As always, Sarah and I enlisted the help of our regular contributors & friends to select Top 10 albums. In addition, everyone handpicked a track from each album for you to enjoy in our Best Albums of 1995 Spotify playlist at the bottom of the page (unfortunately there are a few albums not available on Spotify - we encourage you to locate those elsewhere). If you'd like to share your own 1995 favorites, please comment below. Stay tuned to see which year is coming next!

Bret Helm
Life on this Planet | Audra

10. Whipping Boy - Heartworm
09. The Smashing Pumpkins - Mellon Collie and the Infinite Sadness
08. Emmylou Harris - Wrecking Ball
07. Red House Painters - Ocean Beach
06. Low - Long Division
05. Switchblade Symphony - Serpentine Gallery
04. Morrissey - Southpaw Grammar
03. Rozz Williams and Gitane DeMone - Dream Home Heartache
02. David Bowie - Outside
01. Peter Murphy - Cascade

About My #1: March 28, 1995. My brother and I were hanging out at Tower Records in Phoenix on 40th Street & Thomas (I continue to glance over whenever I drive by that intersection and reflect on how sad it is that Tower is no longer.) Anyways, over the store speakers is the unmistakable voice of Peter Murphy... but wait, it's a song we've never heard before. The clerk (a fellow Bauhaus / dark arts fan) tells us its the brand new single 'The Scarlet Thing In You.' Fast forward 2 weeks and the album Cascade is out. Within weeks that became - and remains to this day - my favorite solo album from the man. That summer was magical. Downtown Tempe, Arizona was a great place to wander around, with record stores and live venues around every corner. Hayden Square Amphitheatre was a small, open-air concert space just off Mill Avenue, a few blocks from the university. I attended many great shows there, standing under the stars or inside the neighboring Gibson's venue - Low, Buddy Guy, The Creatures with John Cale, The Legendary Pink Dots, My Life with the Thrill Kill Kult, Gin Blossoms with Del Amitri - but man, the night of July 18, 1995 was one for the books. An unknown folk singer from Alaska, with a penchant for yodeling and living in a van down by the river, opened the show to the appearance of confusion on many faces of the mostly black-clad crowd. A few months later we got invited to a private show of hers, by that time Jewel was becoming a household name. But that's not why we're here... Peter Murphy walked out on stage and opened with 'Wild Birds Flock to Me.' I remember goosebumps on my arms while looking over at my brother with an expression that said, 'this is a moment of our lives that we will never forget.' We shared that same look 16 years later when we were on stage together and I glanced over to my right and there was the man himself, waiting in the wings watching our set as our band Audra supported him on his stop in Tempe.

My Honorable Mention: Passengers - Original Soundtracks 1. After U2 wrapped up the Zoo TV Tour, they headed back in the studio with Brian Eno to collaborate on a soundtrack album for a collection of mostly imaginary films.

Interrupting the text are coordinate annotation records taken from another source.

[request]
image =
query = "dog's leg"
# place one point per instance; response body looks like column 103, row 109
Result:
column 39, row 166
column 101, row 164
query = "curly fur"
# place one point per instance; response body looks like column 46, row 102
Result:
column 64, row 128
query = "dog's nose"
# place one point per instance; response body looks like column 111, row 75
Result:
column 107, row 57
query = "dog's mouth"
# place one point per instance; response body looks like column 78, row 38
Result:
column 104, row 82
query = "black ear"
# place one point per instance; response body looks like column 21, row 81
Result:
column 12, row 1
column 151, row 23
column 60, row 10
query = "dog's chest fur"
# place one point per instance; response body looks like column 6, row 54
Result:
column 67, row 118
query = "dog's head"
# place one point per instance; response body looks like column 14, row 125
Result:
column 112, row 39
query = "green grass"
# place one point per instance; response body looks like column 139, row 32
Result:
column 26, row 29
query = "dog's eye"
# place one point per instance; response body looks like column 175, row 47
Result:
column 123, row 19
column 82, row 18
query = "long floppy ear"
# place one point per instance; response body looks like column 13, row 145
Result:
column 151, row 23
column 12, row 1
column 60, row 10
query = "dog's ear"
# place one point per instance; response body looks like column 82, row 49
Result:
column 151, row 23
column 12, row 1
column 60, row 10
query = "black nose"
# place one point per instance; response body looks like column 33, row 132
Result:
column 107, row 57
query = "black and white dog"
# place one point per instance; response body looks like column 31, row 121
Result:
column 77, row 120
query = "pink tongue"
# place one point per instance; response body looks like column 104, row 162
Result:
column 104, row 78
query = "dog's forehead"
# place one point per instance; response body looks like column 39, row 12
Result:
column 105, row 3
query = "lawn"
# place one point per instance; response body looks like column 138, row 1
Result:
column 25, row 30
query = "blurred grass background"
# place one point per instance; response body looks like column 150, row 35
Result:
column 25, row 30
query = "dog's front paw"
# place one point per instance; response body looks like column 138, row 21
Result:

Much like James' Wah Wah or David Bowie's Outside (also Eno productions and built from studio improvisations), it yielded some stunning pieces of music - 'Miss Sarajevo,' 'Slug' and the gorgeous 'Your Blue Room' - that rivaled some of my favorite U2 songs. So why isn't it Top Ten material? Well, it also produced probably my least favorite song in the U2 canon: 'Elvis Ate America.' (Sorry John)

Sarah Quarrie
Life on this Planet

10. Tricky - Maxinquaye
09. The Chemical Brothers - Exit Planet Dust
08. Leftfield - Leftism
07. Garbage - s/t
06. PJ Harvey - To Bring You My Love
05. Belly - King
04. Bjork - Post
03. Switchblade Symphony - Serpentine Gallery
02. Peter Murphy - Cascade
01. Pulp - Different Class

About My #1: Unbeknownst to me, I got my first accounting job in 1995. I was hired as what I didn't realize at the time was a Billing Clerk at a music distributor in Chicago because the guy who entered orders was going on tour with Poi Dog Pondering. I ended up getting my degree in accounting so that job was a happy accident. A substantial perk of working there was having access to all the import releases. "New Music Fridays" wasn't the global standard until only 3 years ago so the US had to wait at least 4 days when an album dropped if it was even released stateside. In the case of Pulp's Different Class, the domestic release was 4 months out but this time I had the advantage. Different Class is an opus for the working class, sly anthems about the seedy allure of broken people. As an anglophile, this album is a snapshot of British culture yet it resonates with anyone outside of the UK disillusioned by societal norms. Holding down a job while going to college was challenging. I recall standing in line for textbooks listening to a conversation about an extravagant summer in Turkey followed by a rough night at a Southside club that didn't have bottle service. And here I was grateful for my financial aid voucher and working extra hours over the break. These are the experiences that molded my affinity for Different Class - it's not just a favorite album of mine but an on-going gift that has connected me to like-minded people spanning miles and decades.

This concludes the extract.